Re: FW: haproxy conditional healthchecks/failover

2012-05-29 Thread Willy Tarreau
On Tue, May 29, 2012 at 08:32:29PM +, Zulu Chas wrote:
> 
> am I wildly off course or is this config salvageable?
> 

To be honnest, your mail with overly long lines (half a kilobyte) is painful
to read, and once I made the effort of reading it, I didn't understand why
you're trying to cross-dress something which already exists and works.
 
The "disable-on-404" is made to permit enabling/disabling a server by a simple
"touch" or "rm". It appears that you want to exactly swap these two commands,
it really makes no sense to me to modify haproxy to support such a swap in a
script.

Another reason for disabling on 404 is that it will not accidently enable a
server which was started from an unmounted docroot file system. With your
method, it would still start it.

Also, the suggested way of dealing with very specific health checks is to
write a CGI or servlet to handle the various situations. Most people are
already doing this, and if you absolutely want to use "rm" to start the
server and "touch" to stop it, then 5 lines of shell in a CGI will do it.

Regards,
Willy




FW: haproxy conditional healthchecks/failover

2012-05-29 Thread Zulu Chas

am I wildly off course or is this config salvageable?






> > Hi!
> >
> > I'm trying to use HAproxy to support the concepts of "offline", "in
> > maintenance mode", and "not working" servers.
> 
> Any good reason to do that???
> (I'm a bit curious)

Sure.  I want to be able to mark a machine offline by creating a file (as 
opposed to marking it online by creating a file), which is why I can't use 
disable-on-404 below.  This covers situations where I need to take a machine 
out of public-facing operation for some reason, but perhaps I still want it to 
be able to render pages etc -- maybe I'm testing a code deployment once it's 
already deployed in order to verify the system is ready to be marked online.
I also want to be able to mark a machine down for maintenance by creating a 
file, "maintenance.html", which apache will nicely rewrite URLs to etc. during 
critical deployment phases or when performing other maintenance.  In this case, 
I don't want it to render pages (usually to replace otherwise nasty-looking 500 
error pages with a nice html facade).
For normal operations, I want the machine to be up.  But if it's not 
intentionally placed "offline" or "in maintenance" and the machines fail 
heartbeat checks, then the machine is "not working" and should not be served 
requests.
Does this make sense?
> 
> >  I have separate health checks
> > for each condition and I have been trying to use ACLs to be able to switch
> > between backends.  In addition to the fact that this doesn't seem to work,
> > I'm also not loving having to repeat the server lists (which are the same)
> > for each backend.
> 
> Nothing weird here, this is how HAProxy configuration works.
Cool, but variables would be nice to save time and avoid potential 
inconsistencies between sections.
> > -- I think it's more like "if any of
> > these succeed, mark this server online" -- and that's what's making this
> > scenario complex.
> 
> euh I might misunderstanding something.
> There is nothing more simple that "if the health check is successful,
> then the server is considered healthy"...
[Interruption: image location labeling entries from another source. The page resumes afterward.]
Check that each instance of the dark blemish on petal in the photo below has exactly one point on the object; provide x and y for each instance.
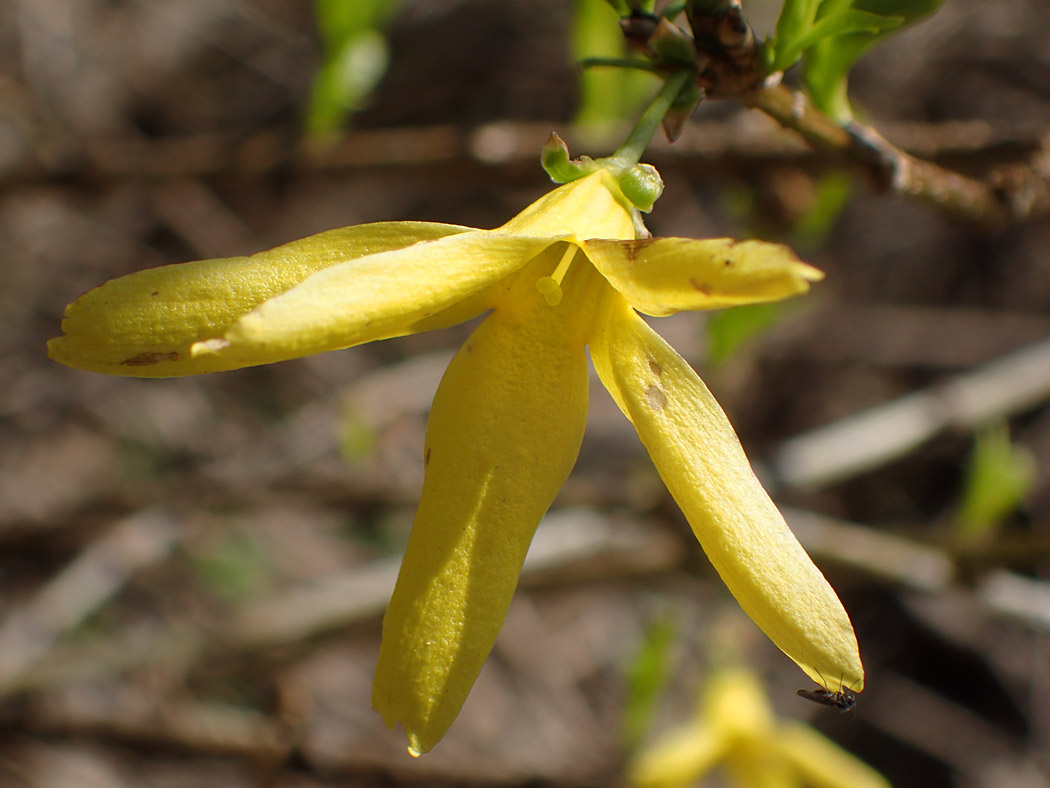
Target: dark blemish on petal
(655, 398)
(145, 359)
(633, 248)
(700, 286)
Since it's not strictly binary, as described above, it's a bit more complex.

> > frontend staging 0.0.0.0:8080
> >   # if the number of servers *not marked offline* is *less than the total
> > number of app servers* (in this case, 2), then it is considered degraded
> >   acl degraded nbsrv(only_online) lt 2
> >
> 
> This will match 0 and 1
> 
> >   # if the number of servers *not marked offline* is *less than one*, the
> > site is considered down
> >   acl down nbsrv(only_online) lt 1
> >
> 
> This will match 0, so you're both down and degraded ACL covers the
> same value (0).
> Which may lead to an issue later
> 
> >   # if the number of servers without the maintenance page is *less than the
> > total number of app servers* (in this case, 2), then it is
> > considered maintenance mode
> >   acl mx_mode nbsrv(maintenance) lt 2
> >
> >   # if the number of servers without the maintenance page is less than 1,
> > we're down because everything is in maintenance mode
> >   acl down_mx nbsrv(maintenance) lt 1
> >
> 
> Same remark as above.
> 
> 
> >   # if not running at full potential, use the backend that identified the
> > degraded state
> >   use_backend only_online if degraded
> >   use_backend maintenance if mx_mode
> >
> >   # if we are down for any reason, use the backend that identified that fact
> >   use_backend backup_only if down
> >   use_backend backup_only if down_mx
> >
> 
> Here is the problem (see above).
> The 2 use_backend above will NEVER match, because the degraded ad
> mx_mode ACL overlaps their values!

Why would they never match?  Aren't you saying they *both* should match and 
wouldn't it then take action on the final match and switch the backend to 
maintenance mode?  That's what I want.  Maintenance mode overrides offline mode 
as a failsafe (since it's more restrictive) to prevent page rendering.
> Do you know the "disable-on-404" option?
> it may help you make your configuration in the right way (not
> considering a 404 as a healthy response).
> 

Yes, but what I actually would need is enable-on-404 :)
Thanks for your feedback!  I'm definitely open to other options, but I'm hoping 
to not have to lose the flexibility described above!
-chaz